Aku menatap Reza. Da juga menatapku, dengan raut wajah khawatir.

"Adjie enggak ngapa-ngapain lo, kan? Kalau dia nyakitin lo, he's a dead meat."

Reza mengumpat dengan keras, tapi tuduhannya hanya membuatku semakin merasa bersalah kepada Adjie.

Perlahan, aku menggeleng. "Dia enggak nyakitin gue, justru sebaliknya. I hurt him."

Reza menatapku dengan kerutan dalam di keningnya.

"Gue dan Adjie, we didn't work out."

Bukannya mengomentari pernyataanku, kerutan di kening Reza malah semakin dalam. Tentu saja, akan sulit baginya untuk menerima kenyataan itu.

Sepanjang yang dia ketahui, tidak ada masalah apa-apa di antara aku dan Adjie. Aku juga selalu meyakinkan Reza bahwa aku dan Adjie baik-baik saja.

Reza tidak tahu bahwa sejak awal, hubunganku dan Adjie tidak pernah baik-baik saja. Sejak awal, hubungan itu sudah rapuh. Hubungan itu terlalu dipaksakan, karena aku sengaja memaksakannya hanya untuk membungkam apa yang sebenarnya diinginkan hatiku.

Hubungan itu ada untuk menutupi ketakutan yang selama ini kusangkal, bahwa sebenarnya aku mencintai Reza.

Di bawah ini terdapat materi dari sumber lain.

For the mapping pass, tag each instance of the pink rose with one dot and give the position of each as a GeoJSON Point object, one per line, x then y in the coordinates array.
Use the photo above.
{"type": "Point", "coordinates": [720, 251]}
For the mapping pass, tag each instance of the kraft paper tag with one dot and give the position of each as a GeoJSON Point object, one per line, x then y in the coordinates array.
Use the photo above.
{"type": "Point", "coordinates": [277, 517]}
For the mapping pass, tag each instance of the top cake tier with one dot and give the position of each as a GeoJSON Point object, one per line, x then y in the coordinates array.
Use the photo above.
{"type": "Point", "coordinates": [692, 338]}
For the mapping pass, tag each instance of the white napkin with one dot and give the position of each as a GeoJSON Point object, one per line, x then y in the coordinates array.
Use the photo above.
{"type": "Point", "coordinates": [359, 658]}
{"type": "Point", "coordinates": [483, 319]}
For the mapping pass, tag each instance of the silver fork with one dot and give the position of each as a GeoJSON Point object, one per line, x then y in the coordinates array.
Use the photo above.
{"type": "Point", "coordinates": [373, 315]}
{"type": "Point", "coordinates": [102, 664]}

Aku yang memaksakan diri masuk ke dalam hubungan itu hanya karena menyangkal bahwa aku jatuh cinta kepada sahabatku sendiri.

Aku jatuh cinta kepada temanku, yang kini ada di hadapanku, menatapku dengan cemas.

"Did he hurt you?"

Aku menggeleng. "Like I told you, malah sebaliknya."

kerutan di kenng reza kian dalam. "Gue enggak paham. Kenapa enggak berhasil karena selama ini yang gue tahu, lo kelihatan positif sama Adjie?"